Icebreaking guarantees year-round shipping
More than 80 per cent of Finland’s foreign trade involves shipping. Finland has roughly 1,500 kilometres of coastline on the Baltic Sea and about 60 ports. Twenty-three of these are kept open 12 months a year.
The Baltic is virtually an inland sea. Its northernmost parts freeze over every winter. In a hard winter, the whole sea may freeze over. Even if the forecast global warming changes the situation, any change will come only slowly.
The vital importance of shipping and the harsh conditions of the northern Baltic Sea set special demands for the functioning of the transport chain. Finland has done its best to secure unhindered shipping throughout the year for more than a century.
Since 1971, access for shipping has been kept open with icebreakers around the year for the entire length of the coast.
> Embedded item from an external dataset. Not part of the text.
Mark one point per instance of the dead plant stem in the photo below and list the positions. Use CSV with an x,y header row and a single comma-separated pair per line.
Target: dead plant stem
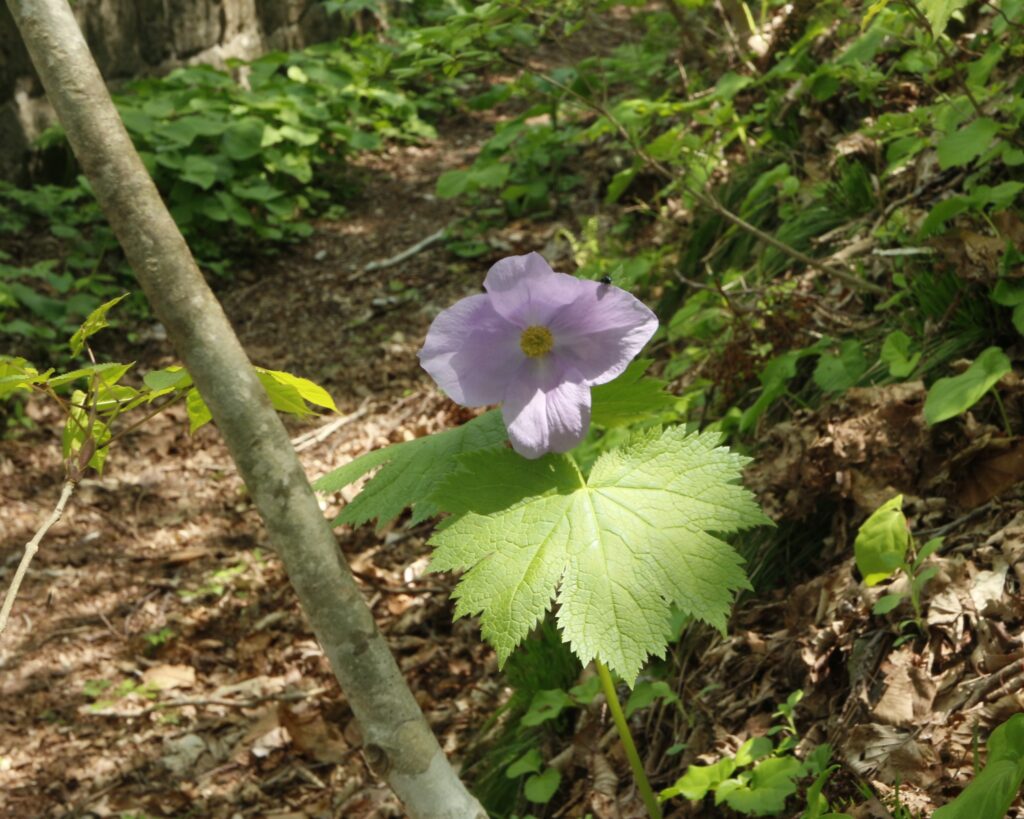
x,y
30,552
Alternative arrangements, such as sending all cargoes by rail and road from the north to Southern Finland and back just for the winter months, would damage the economy through the enormous costs involved.
Finland got its first icebreaker in 1890. The first icebreakers were used to assist ships to Hanko and Helsinki, the major ports of the southern coast. The fleet of nine icebreakers that Finland has today is able to keep the main ports from Hamina to Tornio open in the harshest winter.
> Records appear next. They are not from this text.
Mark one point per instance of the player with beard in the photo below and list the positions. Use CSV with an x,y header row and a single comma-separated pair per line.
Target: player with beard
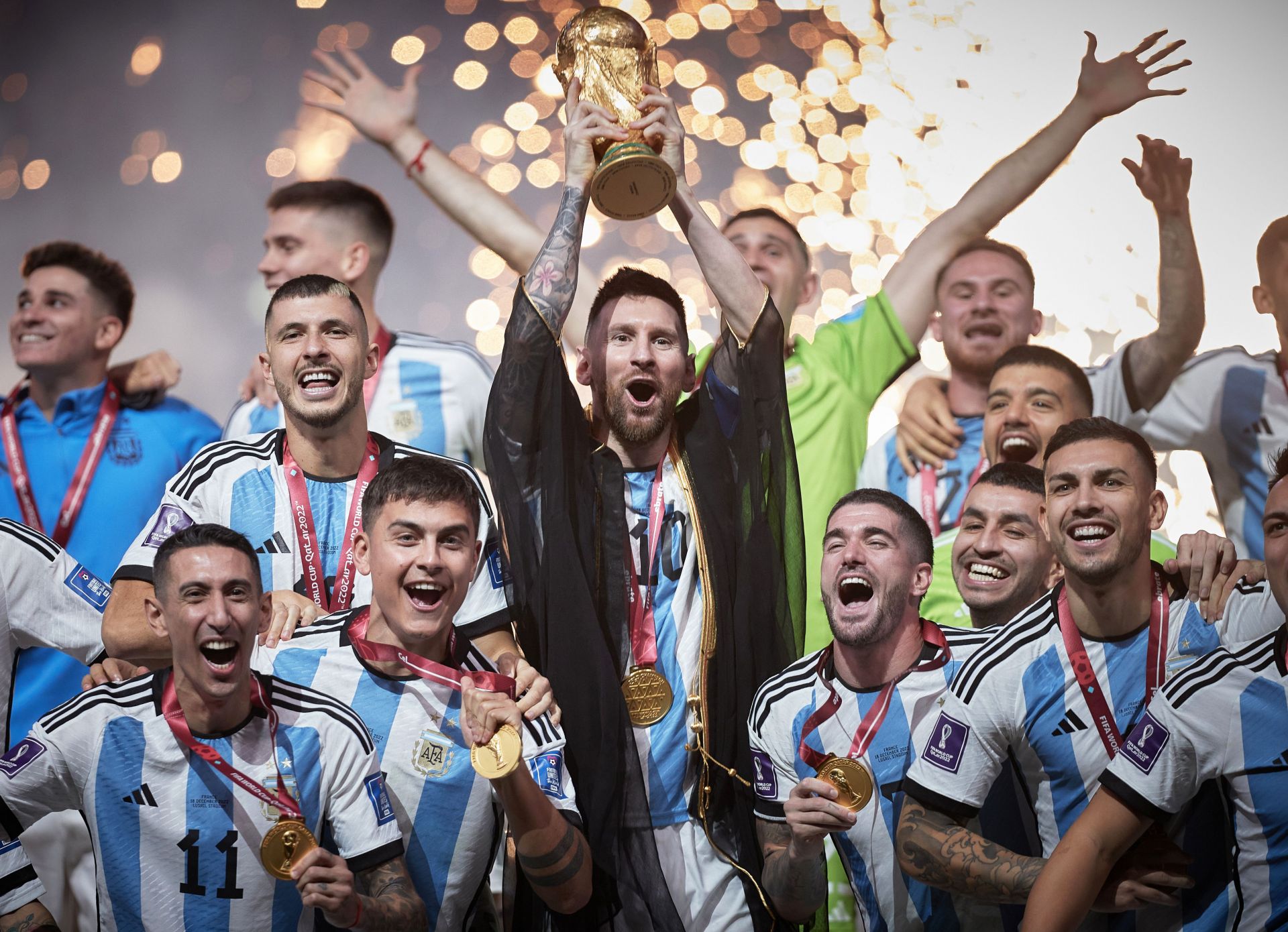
x,y
834,734
1032,393
298,489
985,303
1222,720
655,550
1126,626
Shipping to and from Finnish ports has expanded dramatically in the past few decades. In 1960 Finnish ports were visited annually by 19 500 cargo vessels with a total of 19 million tonnes of goods. In 2000, 36 300 ships called at Finnish ports with 81 million tonnes of cargo. Finland’s dependence on shipping has actually grown in recent decades.
Because icebreakers keep Finland’s sea lanes open, the European Union has classified them as part of its trans-European network.